Substituting these values in  

\[\alpha = \frac{- b + \sqrt{b^2 - 4ac}}{2a}\] and \[\beta = \frac{- b - \sqrt{b^2 - 4ac}}{2a}\] , we get:

\[\alpha = \frac{8 + \sqrt{64 - 4 \times 17 \times 1}}{2 \times 17}\] and   \[\beta = \frac{8 - \sqrt{64 - 4 \times 17 \times 1}}{2 \times 17}\]

\[\Rightarrow \alpha = \frac{8 + \sqrt{64 - 68}}{34}\] and \[\beta = \frac{8 - \sqrt{64 - 68}}{34}\]

\[\Rightarrow \alpha = \frac{8 + \sqrt{- 4}}{34}\] and \[\beta = \frac{8 - \sqrt{- 4}}{34}\]
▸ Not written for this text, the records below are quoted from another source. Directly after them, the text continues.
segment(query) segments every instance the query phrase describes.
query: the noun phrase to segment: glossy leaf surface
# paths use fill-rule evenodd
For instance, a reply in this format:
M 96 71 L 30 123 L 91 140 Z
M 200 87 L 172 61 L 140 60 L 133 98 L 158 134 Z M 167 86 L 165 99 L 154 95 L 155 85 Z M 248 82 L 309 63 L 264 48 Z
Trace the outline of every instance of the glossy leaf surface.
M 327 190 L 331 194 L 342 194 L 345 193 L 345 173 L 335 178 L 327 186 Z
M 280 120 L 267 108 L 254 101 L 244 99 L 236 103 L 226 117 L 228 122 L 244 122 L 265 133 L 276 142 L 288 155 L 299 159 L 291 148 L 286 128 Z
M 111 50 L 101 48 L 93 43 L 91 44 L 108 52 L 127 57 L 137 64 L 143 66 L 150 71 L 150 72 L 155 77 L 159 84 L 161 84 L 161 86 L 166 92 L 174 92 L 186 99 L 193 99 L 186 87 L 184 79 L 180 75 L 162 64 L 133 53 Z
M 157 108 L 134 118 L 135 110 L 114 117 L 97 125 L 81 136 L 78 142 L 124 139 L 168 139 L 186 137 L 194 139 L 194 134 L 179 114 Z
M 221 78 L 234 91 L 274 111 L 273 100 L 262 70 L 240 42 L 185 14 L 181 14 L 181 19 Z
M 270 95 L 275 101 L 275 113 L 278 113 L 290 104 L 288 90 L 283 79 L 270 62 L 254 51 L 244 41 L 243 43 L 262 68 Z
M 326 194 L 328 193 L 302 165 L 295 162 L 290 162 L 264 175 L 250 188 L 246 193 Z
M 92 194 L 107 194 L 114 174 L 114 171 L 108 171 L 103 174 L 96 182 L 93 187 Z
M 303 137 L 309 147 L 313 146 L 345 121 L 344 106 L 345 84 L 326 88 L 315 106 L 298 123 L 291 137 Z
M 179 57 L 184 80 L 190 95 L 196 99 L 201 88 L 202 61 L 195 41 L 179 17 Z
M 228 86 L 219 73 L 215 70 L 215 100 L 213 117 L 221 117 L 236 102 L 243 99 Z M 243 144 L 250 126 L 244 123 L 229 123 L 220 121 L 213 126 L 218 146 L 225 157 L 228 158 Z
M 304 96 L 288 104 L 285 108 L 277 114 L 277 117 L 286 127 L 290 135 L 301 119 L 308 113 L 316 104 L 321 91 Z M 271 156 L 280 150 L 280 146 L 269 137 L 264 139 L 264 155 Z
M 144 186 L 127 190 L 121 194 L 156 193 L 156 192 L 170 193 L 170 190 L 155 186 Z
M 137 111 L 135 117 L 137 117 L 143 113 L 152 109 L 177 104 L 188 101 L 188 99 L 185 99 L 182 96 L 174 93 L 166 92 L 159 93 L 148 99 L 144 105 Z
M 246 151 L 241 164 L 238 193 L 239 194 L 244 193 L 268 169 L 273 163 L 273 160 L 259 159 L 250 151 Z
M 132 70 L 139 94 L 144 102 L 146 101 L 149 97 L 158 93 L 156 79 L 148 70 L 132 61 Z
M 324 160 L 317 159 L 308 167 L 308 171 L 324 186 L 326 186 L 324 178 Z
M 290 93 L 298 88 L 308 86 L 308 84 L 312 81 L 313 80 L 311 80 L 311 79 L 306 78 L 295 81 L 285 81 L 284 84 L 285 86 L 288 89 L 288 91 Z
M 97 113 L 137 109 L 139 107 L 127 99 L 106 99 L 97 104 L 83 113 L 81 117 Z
\[\Rightarrow \alpha = \frac{8 + \sqrt{4 i^2}}{34}\] and \[\beta = \frac{8 - \sqrt{4 i^2}}{34}\]

\[\Rightarrow \alpha = \frac{8 + 2i}{34}\]  and \[\beta = \frac{8 - 2i}{34}\]

\[\Rightarrow \alpha = \frac{4 + i}{17}\]   and \[\beta = \frac{4 - i}{17}\]

\[\Rightarrow \alpha = \frac{4}{17} + \frac{1}{17}i\]  and   \[\beta = \frac{4}{17} - \frac{1}{17}i\]

Hence, the roots of the equation are \[\frac{4}{17} \pm \frac{1}{17}i\].